18

As the title suggests, is it possible to authenticate without DB (instead, using User Provider)?

I've seen posts about how to authenticate without password, but would it be ever possible to authenticate without DB?

Here is what I've been trying to achieve...

  1. Ask the user to submit a PIN
  2. Compare the PIN with a value within .env
  3. If the PIN is correct, authenticate the user

It seems to be possible to do authenticate without a traditional RDBMS by introducing a user provider.

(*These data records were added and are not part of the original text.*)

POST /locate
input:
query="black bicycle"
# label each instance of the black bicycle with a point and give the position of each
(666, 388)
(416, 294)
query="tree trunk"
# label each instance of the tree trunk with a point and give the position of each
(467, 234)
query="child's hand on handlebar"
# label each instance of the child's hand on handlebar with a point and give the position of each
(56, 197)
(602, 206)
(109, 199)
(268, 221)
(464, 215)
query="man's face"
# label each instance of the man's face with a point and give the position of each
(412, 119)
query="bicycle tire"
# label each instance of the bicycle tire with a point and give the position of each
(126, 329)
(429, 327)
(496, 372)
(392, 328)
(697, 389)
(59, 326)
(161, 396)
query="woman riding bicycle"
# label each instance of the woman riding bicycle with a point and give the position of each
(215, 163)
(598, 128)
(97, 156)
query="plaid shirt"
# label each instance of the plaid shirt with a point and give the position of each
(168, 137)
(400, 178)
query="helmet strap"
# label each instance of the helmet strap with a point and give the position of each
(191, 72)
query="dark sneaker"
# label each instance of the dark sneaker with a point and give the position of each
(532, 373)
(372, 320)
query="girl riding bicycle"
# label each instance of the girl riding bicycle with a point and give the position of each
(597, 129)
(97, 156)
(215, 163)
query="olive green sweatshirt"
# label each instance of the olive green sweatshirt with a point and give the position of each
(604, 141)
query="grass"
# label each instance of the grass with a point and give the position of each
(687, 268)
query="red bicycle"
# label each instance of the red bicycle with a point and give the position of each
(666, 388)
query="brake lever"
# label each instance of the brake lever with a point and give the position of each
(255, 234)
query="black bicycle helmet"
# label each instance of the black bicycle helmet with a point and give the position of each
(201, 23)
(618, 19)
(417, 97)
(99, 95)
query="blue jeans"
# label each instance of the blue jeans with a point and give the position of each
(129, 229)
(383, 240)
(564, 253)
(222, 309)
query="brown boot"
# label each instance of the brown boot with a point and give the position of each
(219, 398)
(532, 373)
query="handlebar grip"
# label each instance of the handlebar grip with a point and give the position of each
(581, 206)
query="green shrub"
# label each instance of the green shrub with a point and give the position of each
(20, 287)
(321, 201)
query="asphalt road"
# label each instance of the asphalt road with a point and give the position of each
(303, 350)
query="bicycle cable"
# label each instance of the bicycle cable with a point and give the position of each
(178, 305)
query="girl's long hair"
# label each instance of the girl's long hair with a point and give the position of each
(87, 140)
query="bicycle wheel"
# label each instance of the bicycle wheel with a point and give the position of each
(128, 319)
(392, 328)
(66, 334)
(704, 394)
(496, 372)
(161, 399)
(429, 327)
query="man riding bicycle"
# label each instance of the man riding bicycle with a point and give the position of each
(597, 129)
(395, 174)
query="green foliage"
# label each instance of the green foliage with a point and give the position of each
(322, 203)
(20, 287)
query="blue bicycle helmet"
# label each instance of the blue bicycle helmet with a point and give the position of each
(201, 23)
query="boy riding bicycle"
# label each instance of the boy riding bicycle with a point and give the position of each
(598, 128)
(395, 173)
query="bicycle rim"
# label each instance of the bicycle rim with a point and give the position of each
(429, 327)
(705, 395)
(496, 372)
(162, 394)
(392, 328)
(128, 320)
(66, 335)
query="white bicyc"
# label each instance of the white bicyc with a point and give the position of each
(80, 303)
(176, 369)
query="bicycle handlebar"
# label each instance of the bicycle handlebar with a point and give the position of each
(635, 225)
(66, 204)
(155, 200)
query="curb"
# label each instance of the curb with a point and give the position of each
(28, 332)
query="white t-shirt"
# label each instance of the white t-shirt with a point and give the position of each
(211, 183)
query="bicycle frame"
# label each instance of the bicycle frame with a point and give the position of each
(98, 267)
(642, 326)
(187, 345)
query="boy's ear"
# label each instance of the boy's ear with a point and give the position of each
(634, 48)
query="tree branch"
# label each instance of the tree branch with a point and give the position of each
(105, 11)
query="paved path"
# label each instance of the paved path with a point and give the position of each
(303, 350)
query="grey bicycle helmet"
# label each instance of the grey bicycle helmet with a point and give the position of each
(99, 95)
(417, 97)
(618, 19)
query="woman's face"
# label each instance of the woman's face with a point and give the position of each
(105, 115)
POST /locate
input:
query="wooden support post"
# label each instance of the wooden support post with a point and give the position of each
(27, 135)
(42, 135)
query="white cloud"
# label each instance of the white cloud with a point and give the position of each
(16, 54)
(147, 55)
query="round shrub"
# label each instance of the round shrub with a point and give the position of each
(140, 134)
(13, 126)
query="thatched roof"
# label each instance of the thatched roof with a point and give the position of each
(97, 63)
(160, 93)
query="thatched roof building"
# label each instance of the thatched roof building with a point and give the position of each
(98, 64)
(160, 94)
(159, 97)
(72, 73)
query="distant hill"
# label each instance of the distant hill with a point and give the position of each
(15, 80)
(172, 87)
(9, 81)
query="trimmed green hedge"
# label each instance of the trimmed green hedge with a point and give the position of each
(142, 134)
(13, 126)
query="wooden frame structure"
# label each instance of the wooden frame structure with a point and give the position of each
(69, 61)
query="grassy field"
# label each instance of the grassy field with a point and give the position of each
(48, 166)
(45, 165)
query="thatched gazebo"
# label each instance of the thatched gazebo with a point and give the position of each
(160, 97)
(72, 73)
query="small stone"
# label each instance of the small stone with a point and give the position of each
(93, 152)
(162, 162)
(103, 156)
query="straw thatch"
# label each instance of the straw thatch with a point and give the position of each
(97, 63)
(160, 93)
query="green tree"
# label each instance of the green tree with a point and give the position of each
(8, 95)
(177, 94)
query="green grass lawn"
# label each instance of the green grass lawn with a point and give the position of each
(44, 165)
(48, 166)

However, the doc doesn't seem to describe how the user provider should look like.

Here are snippets of my code (well, I simply mimicked the doc)...

class AuthServiceProvider extends ServiceProvider {

    public function boot()
    {
        $this->registerPolicies();

        Auth::provider('myUser', function ($app, array $config) {
            // Return an instance of Illuminate\Contracts\Auth\UserProvider...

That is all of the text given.